Foi pelos Céus ou pelos Homens?
Amanhecia naquela parte esquecida da não tão mais formosa Paraíba e era a hora em que Seu Joaquim acordava. O corpo, antes rigidamente imóvel na cama, dava os primeiros passos em direção ao quarto de Divina. A mulher sempre, e por ainda mais vezes, se atrasava para acordar. Ás 6h ele já gritava a porta para despertá-la. Corria a sala e tirava a folha do calendário que mesmo novo (com menos de um ano, pelo menos) dava sinais de cansaço daquela vida. Era dia 13 de outubro. E Joaquim mesmo sem esperanças se dirigia até a porta para olhar seu terreno.
Não choveu noite passada.
Não chove há tempos.
Ele procura na memória busca e re-busca e nada. Ele não consegue se lembrar da última vez que viu a água da chuva caindo sobre suas terras. Uma questão que sempre tornava a mente de Joaquim era de quem era toda a culpa do que ocorria. Era castigo de Deus? Que santo passou a odiá-lo? O que teria ele feito? Seria castigo dado pelos homens? Foi pelos Céus ou pelos Homens? Quiçá pudera ele entender. O nordestino nunca conseguira explicar o fato a seus filhos também. Um já era quase moço. Antônio aos seus 11 já tinha que ajudar em tudo e em um pouco mais. Já era um dos homens da família para ajudar a manter de pé a casa e sua irmã mais nova. Antônia, a qual com três anos, já o tirava do sério às vezes e motivava discussões por causa das confusões com os nomes.

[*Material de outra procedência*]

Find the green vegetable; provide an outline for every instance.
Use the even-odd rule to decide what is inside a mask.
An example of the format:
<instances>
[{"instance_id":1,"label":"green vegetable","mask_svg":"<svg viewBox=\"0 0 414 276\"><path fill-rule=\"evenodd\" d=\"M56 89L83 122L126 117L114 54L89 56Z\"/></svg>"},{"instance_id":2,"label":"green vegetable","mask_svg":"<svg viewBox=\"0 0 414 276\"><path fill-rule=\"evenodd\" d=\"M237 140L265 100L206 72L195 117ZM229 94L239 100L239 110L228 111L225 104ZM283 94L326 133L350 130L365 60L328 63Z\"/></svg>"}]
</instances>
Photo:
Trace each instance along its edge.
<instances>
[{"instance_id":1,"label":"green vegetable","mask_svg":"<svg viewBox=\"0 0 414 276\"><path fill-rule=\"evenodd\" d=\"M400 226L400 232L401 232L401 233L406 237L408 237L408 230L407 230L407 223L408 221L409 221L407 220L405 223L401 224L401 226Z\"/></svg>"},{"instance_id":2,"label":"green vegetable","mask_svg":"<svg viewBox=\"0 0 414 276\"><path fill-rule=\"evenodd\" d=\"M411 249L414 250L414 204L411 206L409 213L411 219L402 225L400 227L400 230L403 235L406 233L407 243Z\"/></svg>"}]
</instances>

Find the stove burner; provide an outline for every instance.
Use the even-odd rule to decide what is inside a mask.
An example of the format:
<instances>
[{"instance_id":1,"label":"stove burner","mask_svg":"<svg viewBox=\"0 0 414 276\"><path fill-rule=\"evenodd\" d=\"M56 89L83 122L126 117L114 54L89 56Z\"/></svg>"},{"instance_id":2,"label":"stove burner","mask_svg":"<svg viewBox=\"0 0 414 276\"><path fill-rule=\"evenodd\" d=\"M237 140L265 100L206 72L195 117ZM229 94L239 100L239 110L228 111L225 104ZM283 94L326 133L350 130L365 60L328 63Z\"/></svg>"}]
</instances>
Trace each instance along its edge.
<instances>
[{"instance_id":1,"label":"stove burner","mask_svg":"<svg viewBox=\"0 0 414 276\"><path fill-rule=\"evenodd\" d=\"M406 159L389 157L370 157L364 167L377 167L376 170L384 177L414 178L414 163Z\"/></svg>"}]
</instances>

Pois em certo dia tudo amanheceu como neste mesmo. No entanto era 14 de outubro e a família de Joaquim abandonou suas terras. Não tinham mais gado para abandonar, pois gados vivos não restaram. Amizades eles não nutriam, mas talvez nem a si mesmos. A terra era tudo, mas quebrada e seca já não era nada. Partiram sob as promessas da vida melhor na capital. Mesmas promessas feitas a todo povo simples que vive sem medo de sol a sol. Levaram roupa do corpo e sonhos.
Entretanto, o que a vida espera a cada um só está no livro do fado. Nenhum homem nunca pode ler e nem mesmo a pureza do coração de um trabalhador salva cada um do que lhe é escrito. O caminho foi torto. Na estrada chovia. O ônibus que levava os trabalhadores não passava há tempos por manutenção. Ele bateu. Joaquim morreu. Levou sua família com ele junto da pergunta:-Foi pelos Céus ou pelos Homens?
Não choveu noite passada.
Não chove há tempos.
Mas nessa noite choveu.
A vida de Joaquim pagou pelo preço da falta e do excesso, no entanto nunca foi esse o seu fim.